Day 7 - Yecla to Murcia (89km, 360m)

Saturday, September 26th


Another crisp, but sunny start to the day - it will eventually get quite warm. We're almost the last to start, again...


Graham and I leave before the Tonys, and the fog is still hanging over the valley ahead.


We seem to have left the orchards behind for a while, and the grape vines have returned - indeed there's a lot of fruit still waiting to be picked.


The landscape continues to be dramatic, and during the morning we cross back into the state of Valencia, then again back into Murcia, leaving Valencia behind, finally.


It's Saturday morning, and once again there are a lot of cyclists on the road - Tony D and Richard manage to get onto the back of one group and stay with them for about 10km.


Over the mountain pass the countryside changes significantly, becoming apparently much dryer, with a lot of erosion evident. More spaghetti western country?!


The Good, the Bad and the Ugly, perhaps?


I couldn't resist this composition, including the artifical grass roundabout.


We stop for a final coke about 20km from the end of the day's ride.


We arrive about 12:30pm, and by 2:0pm we're looking for a good meal, especially for Graham. And we found the perfect place just a few blocks from the hotel.


Even the busker seemed appropriate.


Nearby, many other restaurants were also doing good business. Indeed, we later found just about every open area had outdoor restaurants, all full. The temperature was 32C, but out of the sun it still felt comfortable.


A perfect lunch in a perfect restaurant.


Our main courses - yes, chicken soup for Tony D and fish for the rest of us.


Washed down with a bottle of the local white, the local red, and the local dessert wine!


After lunch we went looking for the cathedral, but some the team were more interested in the local girls!


More restaurants, now packing up - it's already after 5:00pm!


The cathedral.




And a Virgin in one of its chapels.


Another nice square.


And the view of the street from inside the cathedral.


We went looking for the Teatro Romeu, but the church across the plaza was more interesting.


Meanwhile, back at the hotel, what's the collective noun for a group of Steves? Well, it makes a change from a group of Tonys I suppose.


Just in case we didn't realise we had entered bull fighting country, the hotel lobby has a few paintings to remind us.


After a short rest, and another drink at the bar, we adjourn to the local Irish Pub to watch England play Wales in the World Cup - there was at least one Englishman and one Welshman in the group, after all.


Final score: Wales 28 - England 25.

Day 6 - Xativa to Yecla (98km, 1,350m)

Friday, September 25th


The usual scene in front of the hotel - some have already departed, and some are still having breakfast! Some are just waiting around...


Given that Garmins have been the hot topic of this ride, it's appropriate that Graham checks his Garmin on the first climb. What could go wrong?!


And the first climb isn't too bad - it's actually a bit cool, and there fog hanging over the valley.

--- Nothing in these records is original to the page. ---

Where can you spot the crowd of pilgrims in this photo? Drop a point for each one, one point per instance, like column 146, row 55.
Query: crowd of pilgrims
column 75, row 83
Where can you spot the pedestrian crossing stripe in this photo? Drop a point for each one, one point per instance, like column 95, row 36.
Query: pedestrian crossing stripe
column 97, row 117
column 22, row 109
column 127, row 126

But it's sunny, which allows us a last look at the castle.


Several (many?) kilometers later, we get a view back at the castle - the view that we saw yesterday from the top (remember?).

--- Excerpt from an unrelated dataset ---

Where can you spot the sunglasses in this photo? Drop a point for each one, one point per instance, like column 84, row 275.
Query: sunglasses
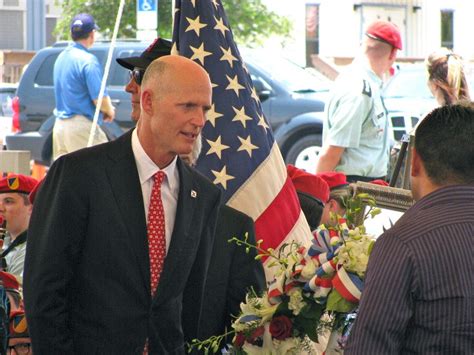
column 137, row 75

Over the first climb, and on the way down the first decent, here that foggy start to the day...


From now on, the day turned into a climb followed by a lot of straight, relatively uninteresting streches.


Our first coffee stop, this time with team "Steve" - two Steves from Derbyshire who ride very well.

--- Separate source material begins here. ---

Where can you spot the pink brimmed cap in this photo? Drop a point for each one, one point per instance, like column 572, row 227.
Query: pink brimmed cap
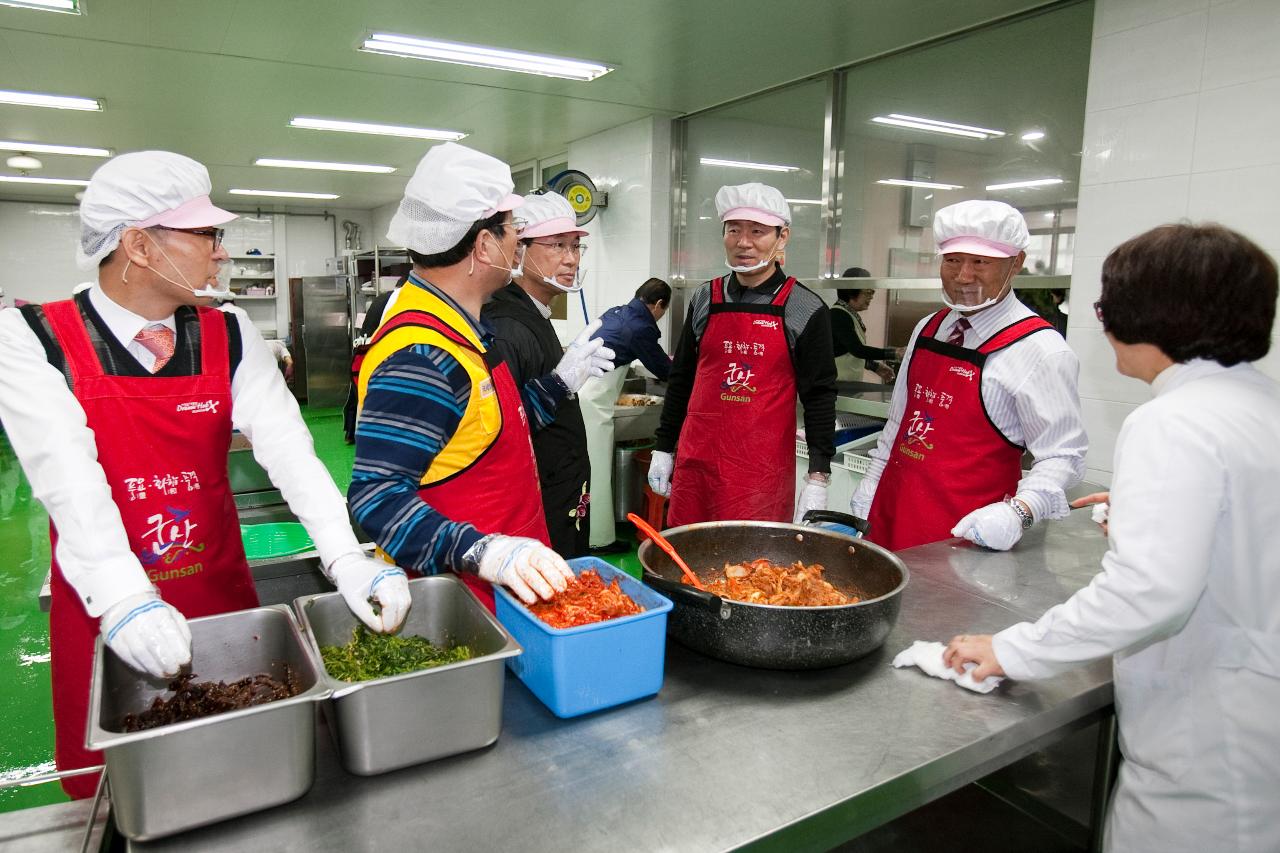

We tackle the major climb of the day, which at around 5% isn't too bad - you can do this all day, especially when the scenery is so dramatic.



I couldn't decide what the purpose of these caves/holes was - perhaps defensive?


More Spaghetti Western country.


This might look dangerous, but in fact the truck drivers are the most respectful of cyclists of all motorists in Spain!


I couldn't beieve they had once cut  railway line through this gorge.


The climb is actually quite gradual, although we discovered later that some people had trouble with it.




Coming up the climb towards the van.


And at (almost) the top, there's Mike in the van waiting with water and any other assistance people might need.


Even I didn't understand this - we're certainly not in Canada, although the next major town was called CaƱada.


The fog has gone, the road is straight, and the sun is starting to beat down - it's 28C...


Typically, the fields have been plowed for next season's crops, and the orchards have been left long behind.


We noticed that grape vines were becoming more prevalent, and clearly there's enough water r irrigation.


We arrive at our hotel, and after cleaning up have a beer in the garden - the local gardener makes us feel very much at home by mowing the grass (to within an inch of its life).


Graham obviously has contacts - the best room, with the best view, and hist (only) cycling jersey washed and drying in the window.


I couldn't believe t when I heard rain - this little cloud was responsible for a 5 minute shower that barely wet anything. We still think we're going to have fine weather all the way to Gibraltar.


Everyone retires to their rooms, so I decide to walk into town - here's the Basilica.


A square looking up towards the hill and another church.


The local council building.


And another view of the church.

 

Dinner was back at the hotel, and there was another mess of ordering and bill dividing - remind me never to get involved again.